Pete Stevenson is a teacher and former headteacher who runs cultural diversity and gender equality story telling projects in nurseries and pre schools. He is concerned that the behaviour of the youngest boys shows signs of emerging misogyny.

It’s a cold start and I’m in a village hall where the activities are being organised by a group of hard working women. Most nursery practitioners are women. Of the 34 settings I visited in the past year I met only three men.

The costume box bulges with dressing up opportunities, a brick activity is alongside the coloured beads and outside the three wheeled bikes are ready for racing. This is known as a free flow curriculum for the under 5s. The children are allowed to choose.

As the children arrive they gaze at my collection of animal puppets and dolls scattered around an array of African drums. In almost all of the settings it will be the boys who step forward to bang the big drums and often the girls will find a doll, or sometimes a fluffy dog, to cradle. They are dressed according to their parents’ and society’s views of them. Boys are in black or blue Action Man or Angry Bird sweatshirts, girls in pink or white with My Little Pony or Little Princess tops. One top reads My dad won’t allow me to date. The girls give-way to the boys as they dominate the group. There are exceptions. Occasionally a boy will sit back and shake a maraca (but never cradle a doll) and a girl might ask a boy if she can play a drum. “No!” comes the reply so she shrinks away. Boys will then run about shouting with lightsabers playing a competitive game, while the girls choose to thread beads, assisting each other and chatting. This is socialised behaviour, clearly modelled by parents and often by staff, displayed by children as young as two years old.

I might say to the staff, “Do you ever intervene and play competitive games with the girls, and are the boys ever directed to a quiet co-operative game?” Their responses are both comforting and alarming;
“It’s great that you are here Pete. We need a good role model for the boys. So many dads have left home”.
“But what about challenging the stereotypical behaviour of boys and girls with some effective intervention?” I suggest.
“Well, they are all different – there’s not a lot we can do”, is the most disheartening reply.

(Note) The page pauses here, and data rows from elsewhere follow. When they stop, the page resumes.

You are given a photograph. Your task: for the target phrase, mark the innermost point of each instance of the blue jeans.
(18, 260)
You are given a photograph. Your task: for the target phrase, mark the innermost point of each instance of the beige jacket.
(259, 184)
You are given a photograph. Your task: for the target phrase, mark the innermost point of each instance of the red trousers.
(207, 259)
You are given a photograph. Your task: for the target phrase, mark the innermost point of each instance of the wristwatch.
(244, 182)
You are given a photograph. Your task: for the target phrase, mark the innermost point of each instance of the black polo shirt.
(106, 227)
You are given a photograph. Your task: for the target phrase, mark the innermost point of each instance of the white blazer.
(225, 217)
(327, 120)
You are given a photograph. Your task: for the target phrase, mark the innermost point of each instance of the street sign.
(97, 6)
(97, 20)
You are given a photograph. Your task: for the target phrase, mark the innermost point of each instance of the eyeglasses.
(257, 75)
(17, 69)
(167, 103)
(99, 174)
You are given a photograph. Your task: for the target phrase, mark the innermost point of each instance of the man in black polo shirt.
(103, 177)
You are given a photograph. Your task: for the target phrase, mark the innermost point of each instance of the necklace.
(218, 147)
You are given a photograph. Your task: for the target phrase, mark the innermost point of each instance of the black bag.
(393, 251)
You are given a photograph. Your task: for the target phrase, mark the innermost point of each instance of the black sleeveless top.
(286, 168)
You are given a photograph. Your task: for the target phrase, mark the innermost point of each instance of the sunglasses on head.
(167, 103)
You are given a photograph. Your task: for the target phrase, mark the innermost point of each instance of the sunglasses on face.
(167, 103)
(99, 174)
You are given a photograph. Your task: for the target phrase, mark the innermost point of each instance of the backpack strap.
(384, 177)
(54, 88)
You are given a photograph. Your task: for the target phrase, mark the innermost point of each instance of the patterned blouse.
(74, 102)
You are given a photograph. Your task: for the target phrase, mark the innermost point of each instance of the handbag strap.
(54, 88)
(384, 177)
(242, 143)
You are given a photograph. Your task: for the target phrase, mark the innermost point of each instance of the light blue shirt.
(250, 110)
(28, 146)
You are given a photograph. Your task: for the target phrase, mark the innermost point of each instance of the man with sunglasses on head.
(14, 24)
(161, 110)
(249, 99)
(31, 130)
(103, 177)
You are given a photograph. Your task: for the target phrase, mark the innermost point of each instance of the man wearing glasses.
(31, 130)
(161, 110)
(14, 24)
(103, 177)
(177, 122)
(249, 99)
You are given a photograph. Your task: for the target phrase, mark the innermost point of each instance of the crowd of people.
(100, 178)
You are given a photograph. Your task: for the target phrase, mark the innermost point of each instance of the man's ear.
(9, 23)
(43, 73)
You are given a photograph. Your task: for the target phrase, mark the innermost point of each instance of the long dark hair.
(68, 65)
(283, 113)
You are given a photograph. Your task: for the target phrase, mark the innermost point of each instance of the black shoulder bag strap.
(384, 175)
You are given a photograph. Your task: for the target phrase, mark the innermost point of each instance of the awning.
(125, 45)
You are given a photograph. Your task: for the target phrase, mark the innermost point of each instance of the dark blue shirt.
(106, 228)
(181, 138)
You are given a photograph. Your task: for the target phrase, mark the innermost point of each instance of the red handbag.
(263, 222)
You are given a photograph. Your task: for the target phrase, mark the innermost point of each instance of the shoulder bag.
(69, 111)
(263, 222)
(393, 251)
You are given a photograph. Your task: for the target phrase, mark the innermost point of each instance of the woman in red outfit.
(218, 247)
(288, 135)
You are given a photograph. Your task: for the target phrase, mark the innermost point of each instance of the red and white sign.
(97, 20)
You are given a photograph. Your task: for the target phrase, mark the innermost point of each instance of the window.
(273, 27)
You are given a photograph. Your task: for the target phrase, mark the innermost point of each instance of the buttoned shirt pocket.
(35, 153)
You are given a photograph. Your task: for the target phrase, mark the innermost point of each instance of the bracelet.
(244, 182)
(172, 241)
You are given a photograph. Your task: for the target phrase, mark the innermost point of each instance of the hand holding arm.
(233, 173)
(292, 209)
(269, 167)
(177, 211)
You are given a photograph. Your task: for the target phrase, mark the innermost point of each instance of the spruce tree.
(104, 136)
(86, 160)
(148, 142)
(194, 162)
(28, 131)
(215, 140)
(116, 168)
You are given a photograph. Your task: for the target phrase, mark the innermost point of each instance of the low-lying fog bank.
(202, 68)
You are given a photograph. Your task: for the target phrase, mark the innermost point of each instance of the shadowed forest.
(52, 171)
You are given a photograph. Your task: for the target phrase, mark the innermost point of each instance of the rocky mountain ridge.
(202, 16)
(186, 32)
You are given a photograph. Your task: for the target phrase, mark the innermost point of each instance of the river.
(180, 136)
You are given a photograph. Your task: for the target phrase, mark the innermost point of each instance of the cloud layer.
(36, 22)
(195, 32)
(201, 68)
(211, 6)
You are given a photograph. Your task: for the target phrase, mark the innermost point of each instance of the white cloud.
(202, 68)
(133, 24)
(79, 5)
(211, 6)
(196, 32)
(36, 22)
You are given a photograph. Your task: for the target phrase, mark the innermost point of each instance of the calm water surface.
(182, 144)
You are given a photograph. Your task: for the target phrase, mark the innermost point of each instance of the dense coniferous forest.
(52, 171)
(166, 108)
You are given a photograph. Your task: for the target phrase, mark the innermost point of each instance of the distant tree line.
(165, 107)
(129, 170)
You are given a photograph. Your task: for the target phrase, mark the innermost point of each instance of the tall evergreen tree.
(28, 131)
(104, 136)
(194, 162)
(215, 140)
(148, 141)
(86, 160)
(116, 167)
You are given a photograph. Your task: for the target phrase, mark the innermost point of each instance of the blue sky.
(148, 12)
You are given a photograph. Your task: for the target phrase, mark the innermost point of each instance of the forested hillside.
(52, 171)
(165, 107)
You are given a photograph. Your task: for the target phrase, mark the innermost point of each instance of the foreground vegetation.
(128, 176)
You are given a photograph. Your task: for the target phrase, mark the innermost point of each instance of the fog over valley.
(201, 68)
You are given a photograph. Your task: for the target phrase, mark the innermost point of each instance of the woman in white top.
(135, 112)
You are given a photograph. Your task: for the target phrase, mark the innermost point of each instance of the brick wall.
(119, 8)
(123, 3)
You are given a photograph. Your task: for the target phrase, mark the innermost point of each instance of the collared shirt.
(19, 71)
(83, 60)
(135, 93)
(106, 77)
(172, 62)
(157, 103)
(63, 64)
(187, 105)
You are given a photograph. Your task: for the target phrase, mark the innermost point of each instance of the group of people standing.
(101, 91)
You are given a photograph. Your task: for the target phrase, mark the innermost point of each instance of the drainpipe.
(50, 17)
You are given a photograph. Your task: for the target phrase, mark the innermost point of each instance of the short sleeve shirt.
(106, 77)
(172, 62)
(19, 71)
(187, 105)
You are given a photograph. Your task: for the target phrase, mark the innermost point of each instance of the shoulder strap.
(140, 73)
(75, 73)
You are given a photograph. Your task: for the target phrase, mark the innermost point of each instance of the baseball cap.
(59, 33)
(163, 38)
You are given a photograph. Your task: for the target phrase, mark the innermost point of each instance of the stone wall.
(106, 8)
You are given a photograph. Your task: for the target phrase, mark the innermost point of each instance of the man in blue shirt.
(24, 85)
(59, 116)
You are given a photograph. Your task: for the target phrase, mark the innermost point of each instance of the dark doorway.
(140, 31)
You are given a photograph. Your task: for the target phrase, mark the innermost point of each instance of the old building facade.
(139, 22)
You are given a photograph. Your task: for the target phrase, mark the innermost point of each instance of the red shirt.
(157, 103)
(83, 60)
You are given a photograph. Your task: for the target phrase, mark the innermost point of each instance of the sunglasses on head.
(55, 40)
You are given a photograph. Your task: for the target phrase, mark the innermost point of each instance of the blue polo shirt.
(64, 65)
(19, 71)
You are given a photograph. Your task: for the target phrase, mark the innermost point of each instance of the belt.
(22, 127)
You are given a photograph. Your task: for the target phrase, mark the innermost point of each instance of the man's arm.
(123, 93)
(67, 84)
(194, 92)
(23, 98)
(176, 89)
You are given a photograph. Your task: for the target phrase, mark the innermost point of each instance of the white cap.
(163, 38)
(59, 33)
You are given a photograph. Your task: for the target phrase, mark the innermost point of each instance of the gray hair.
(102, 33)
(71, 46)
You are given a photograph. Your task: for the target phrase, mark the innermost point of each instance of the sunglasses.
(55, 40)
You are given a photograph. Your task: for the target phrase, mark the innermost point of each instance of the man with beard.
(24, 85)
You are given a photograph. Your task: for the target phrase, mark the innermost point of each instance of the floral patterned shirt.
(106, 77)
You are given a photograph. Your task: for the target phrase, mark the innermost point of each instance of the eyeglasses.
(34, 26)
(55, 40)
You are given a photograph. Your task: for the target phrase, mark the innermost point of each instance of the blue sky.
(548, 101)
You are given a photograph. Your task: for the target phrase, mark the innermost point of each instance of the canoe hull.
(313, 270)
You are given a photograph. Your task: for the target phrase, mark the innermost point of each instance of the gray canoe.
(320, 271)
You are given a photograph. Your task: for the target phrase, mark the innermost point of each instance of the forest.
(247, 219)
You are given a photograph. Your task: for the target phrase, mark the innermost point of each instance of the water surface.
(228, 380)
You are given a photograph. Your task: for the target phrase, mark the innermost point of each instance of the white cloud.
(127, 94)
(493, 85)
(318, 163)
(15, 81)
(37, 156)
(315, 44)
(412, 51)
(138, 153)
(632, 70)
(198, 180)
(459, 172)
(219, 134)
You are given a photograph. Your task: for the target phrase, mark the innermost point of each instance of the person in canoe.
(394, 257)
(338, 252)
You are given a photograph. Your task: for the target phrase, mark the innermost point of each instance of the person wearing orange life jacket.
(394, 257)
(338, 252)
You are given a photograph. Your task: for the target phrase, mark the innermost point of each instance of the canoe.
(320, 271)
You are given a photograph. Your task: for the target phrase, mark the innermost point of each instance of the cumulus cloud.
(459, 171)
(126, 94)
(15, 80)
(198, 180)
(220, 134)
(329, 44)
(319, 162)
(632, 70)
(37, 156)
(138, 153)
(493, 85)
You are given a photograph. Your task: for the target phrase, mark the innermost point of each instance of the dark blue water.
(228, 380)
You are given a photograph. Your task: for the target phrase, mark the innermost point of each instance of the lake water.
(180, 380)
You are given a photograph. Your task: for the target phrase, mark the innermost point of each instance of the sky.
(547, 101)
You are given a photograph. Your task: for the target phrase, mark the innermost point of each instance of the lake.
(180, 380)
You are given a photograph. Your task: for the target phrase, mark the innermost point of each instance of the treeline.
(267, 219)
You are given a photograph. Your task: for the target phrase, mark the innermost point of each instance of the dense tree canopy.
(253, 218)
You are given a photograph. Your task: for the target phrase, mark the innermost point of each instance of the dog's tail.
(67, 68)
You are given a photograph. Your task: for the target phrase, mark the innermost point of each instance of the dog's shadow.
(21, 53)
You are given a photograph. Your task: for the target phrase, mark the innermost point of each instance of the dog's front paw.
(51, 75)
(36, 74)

Although some settings encourage (or certainly don’t discourage) the boys to feed a doll and transport it in a pushchair. In one nursery this was challenged by a father concerned that the staff were encouraging his son to be gay.

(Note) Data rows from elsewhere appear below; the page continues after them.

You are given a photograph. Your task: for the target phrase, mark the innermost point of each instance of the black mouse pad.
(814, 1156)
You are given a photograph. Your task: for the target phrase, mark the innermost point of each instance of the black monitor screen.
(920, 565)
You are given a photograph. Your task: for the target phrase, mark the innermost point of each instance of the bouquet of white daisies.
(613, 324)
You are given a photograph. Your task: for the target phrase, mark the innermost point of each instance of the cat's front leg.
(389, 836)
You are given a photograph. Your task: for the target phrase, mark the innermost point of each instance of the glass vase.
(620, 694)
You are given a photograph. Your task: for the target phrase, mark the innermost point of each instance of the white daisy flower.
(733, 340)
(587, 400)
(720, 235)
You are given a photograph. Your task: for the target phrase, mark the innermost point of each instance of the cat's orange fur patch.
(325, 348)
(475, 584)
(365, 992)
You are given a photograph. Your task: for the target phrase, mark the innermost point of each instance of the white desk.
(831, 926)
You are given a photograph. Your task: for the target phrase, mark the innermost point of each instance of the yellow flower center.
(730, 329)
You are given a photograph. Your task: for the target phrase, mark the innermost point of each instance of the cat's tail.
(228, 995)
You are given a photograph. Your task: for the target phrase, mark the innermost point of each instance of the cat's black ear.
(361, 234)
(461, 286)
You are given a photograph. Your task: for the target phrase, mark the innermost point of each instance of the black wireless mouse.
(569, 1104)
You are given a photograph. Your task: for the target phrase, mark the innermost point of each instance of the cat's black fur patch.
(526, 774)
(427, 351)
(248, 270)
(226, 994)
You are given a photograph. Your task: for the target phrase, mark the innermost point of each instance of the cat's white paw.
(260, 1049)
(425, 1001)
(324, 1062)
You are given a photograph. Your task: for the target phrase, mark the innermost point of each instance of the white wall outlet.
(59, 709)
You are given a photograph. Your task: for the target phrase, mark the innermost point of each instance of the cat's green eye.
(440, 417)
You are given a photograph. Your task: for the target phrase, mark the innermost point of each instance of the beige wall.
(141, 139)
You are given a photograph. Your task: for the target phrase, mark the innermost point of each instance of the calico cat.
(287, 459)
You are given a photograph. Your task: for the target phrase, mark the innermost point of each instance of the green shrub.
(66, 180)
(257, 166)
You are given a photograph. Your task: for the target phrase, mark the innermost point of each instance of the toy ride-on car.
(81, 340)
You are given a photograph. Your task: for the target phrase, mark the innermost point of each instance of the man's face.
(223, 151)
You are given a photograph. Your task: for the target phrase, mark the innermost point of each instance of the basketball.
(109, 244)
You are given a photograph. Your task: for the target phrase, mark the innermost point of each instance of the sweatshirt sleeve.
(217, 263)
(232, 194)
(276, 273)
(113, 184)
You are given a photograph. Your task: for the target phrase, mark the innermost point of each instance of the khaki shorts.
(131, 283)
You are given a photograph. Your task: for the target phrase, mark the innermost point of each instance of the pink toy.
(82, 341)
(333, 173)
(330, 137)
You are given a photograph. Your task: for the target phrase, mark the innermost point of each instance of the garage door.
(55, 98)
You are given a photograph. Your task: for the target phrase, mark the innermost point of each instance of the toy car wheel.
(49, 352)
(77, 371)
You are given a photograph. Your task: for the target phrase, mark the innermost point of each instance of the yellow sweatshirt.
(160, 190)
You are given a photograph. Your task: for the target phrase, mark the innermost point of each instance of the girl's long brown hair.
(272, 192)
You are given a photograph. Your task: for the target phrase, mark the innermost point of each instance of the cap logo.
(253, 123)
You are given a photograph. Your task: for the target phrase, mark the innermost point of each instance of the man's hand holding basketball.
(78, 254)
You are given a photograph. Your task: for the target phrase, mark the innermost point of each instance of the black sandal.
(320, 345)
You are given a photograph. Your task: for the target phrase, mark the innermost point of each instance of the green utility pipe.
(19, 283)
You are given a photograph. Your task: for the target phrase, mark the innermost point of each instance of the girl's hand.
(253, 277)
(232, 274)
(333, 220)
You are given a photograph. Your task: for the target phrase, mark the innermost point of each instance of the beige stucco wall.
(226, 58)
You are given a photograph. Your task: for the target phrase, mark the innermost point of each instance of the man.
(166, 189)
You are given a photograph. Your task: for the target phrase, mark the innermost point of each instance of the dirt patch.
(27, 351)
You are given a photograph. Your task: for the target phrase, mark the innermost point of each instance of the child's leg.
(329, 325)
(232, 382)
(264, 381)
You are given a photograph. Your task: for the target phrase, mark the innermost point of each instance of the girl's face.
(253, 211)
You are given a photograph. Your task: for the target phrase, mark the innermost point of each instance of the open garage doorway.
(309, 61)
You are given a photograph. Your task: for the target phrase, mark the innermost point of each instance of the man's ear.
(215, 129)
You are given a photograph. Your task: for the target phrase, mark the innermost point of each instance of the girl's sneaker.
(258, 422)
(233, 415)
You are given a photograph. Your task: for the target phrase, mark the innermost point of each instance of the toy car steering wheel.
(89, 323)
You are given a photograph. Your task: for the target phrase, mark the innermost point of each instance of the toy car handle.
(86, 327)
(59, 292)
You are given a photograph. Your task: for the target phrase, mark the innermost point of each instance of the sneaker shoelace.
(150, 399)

It’s now my time to tell inter-active stories. I hand the big drums to the girls and when on the magic carpet, which requires some action by the children to get it off the ground, I choose the girls’ ideas first which are often the most inventive. I resist the shouts from the boys, one of whom is dressed as Superman.

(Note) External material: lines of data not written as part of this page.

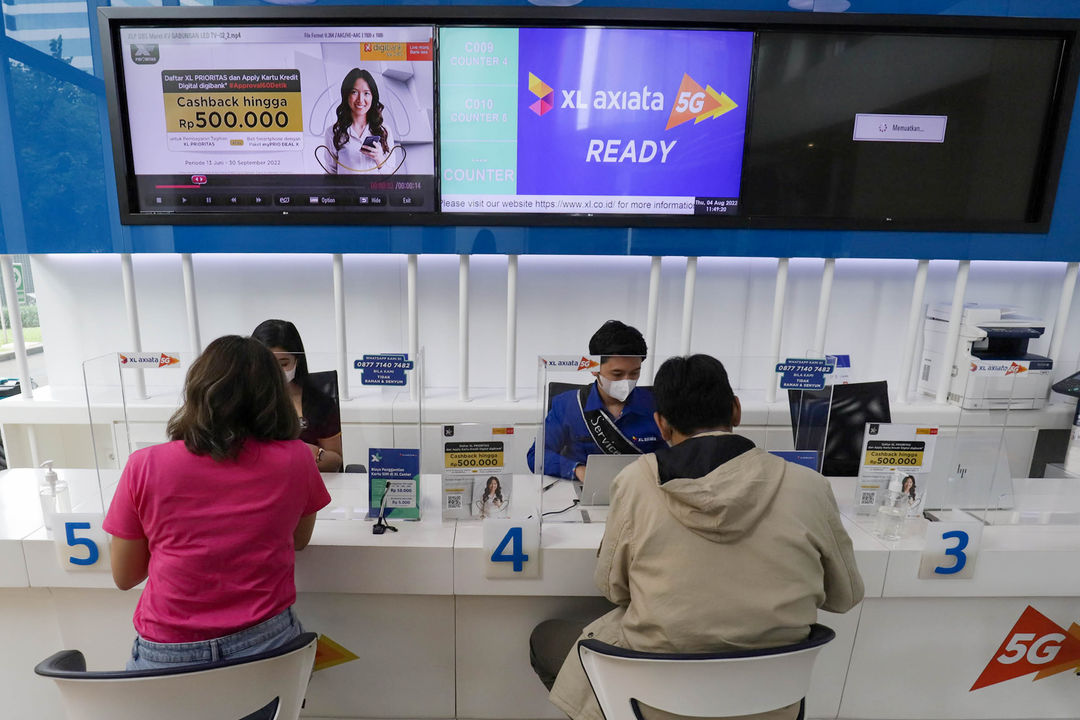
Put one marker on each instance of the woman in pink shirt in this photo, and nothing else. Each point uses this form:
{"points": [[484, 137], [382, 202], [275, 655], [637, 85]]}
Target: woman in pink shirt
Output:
{"points": [[212, 519]]}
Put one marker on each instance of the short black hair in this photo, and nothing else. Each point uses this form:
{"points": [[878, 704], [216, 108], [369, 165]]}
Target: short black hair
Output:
{"points": [[616, 338], [693, 394]]}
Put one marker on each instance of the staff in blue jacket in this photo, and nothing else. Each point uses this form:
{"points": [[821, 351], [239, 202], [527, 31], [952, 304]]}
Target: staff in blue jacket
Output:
{"points": [[610, 416]]}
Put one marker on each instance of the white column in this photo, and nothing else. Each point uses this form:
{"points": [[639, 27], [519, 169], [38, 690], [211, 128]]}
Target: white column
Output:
{"points": [[953, 335], [8, 268], [189, 300], [1062, 321], [414, 323], [823, 302], [691, 280], [342, 352], [463, 328], [650, 324], [778, 328], [512, 328], [127, 275], [910, 338]]}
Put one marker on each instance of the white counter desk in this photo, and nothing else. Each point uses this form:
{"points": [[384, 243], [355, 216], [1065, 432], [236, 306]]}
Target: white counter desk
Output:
{"points": [[437, 639]]}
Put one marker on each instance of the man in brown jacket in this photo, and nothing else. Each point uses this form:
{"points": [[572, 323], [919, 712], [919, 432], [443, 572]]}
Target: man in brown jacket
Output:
{"points": [[711, 544]]}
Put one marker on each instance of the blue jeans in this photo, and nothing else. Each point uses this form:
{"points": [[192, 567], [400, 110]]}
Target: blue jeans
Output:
{"points": [[269, 634]]}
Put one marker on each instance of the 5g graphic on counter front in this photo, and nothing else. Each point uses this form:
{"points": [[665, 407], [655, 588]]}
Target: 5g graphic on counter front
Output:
{"points": [[80, 542]]}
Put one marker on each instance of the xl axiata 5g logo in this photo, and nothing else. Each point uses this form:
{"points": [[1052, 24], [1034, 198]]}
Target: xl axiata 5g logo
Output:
{"points": [[1035, 644]]}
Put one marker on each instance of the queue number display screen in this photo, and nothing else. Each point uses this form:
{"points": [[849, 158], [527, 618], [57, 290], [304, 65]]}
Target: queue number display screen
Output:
{"points": [[590, 121], [286, 119]]}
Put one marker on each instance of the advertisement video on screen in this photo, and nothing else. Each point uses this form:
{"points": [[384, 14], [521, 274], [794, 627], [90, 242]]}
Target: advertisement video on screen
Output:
{"points": [[592, 120], [281, 119]]}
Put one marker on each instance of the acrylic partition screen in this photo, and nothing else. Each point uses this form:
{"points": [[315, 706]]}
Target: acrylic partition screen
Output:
{"points": [[592, 120], [297, 119]]}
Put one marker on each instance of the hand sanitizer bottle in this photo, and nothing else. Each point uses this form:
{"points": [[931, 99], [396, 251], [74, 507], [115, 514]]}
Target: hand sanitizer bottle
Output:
{"points": [[54, 494], [891, 514]]}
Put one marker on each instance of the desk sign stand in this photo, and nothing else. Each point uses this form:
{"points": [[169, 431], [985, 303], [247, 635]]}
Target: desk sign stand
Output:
{"points": [[81, 543], [512, 547]]}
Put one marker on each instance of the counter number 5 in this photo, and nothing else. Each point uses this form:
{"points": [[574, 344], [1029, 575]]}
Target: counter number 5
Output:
{"points": [[950, 551], [81, 544]]}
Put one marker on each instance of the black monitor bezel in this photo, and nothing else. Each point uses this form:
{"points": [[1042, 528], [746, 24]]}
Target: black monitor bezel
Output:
{"points": [[1040, 205]]}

“We must get some peacock feathers and dip them in magic dust then shake them all around!” Daisy.
“Let’s waggle our feet in the air and say a magic word” Amelia.
“Pete, it’s easy, we must just believe” Emma.

We then travel to a magical land to hunt for a lost duck. Again the boys push to the front and I seek a girl to offer a solution to the problem. Ella offers “Let’s sit quietly to listen for her quack. She might be injured”. These suggestions are nearly always more effective than ideas of super power, thrusting force, or the use of guns likely to be suggested by boys.

My concern is that we are nurturing early patriarchal behaviour that will develop in primary and secondary schools as boys are given more attention and expected to achieve more and girls in equal numbers underachieve, especially in working class communities. As this behaviour in boys grows, at worst, it will show itself as controlling and abusive actions in adult relationships. Calls for healthy relationship education programmes (Karen Ingala Smith Morning Star March 8) must start in pre schools. I fear such limited funding is directed at secondary schools where, whilst teenage girls may feel supported by such initiatives, the boys’ abusive conduct is well established and, chillingly, began in pre schools.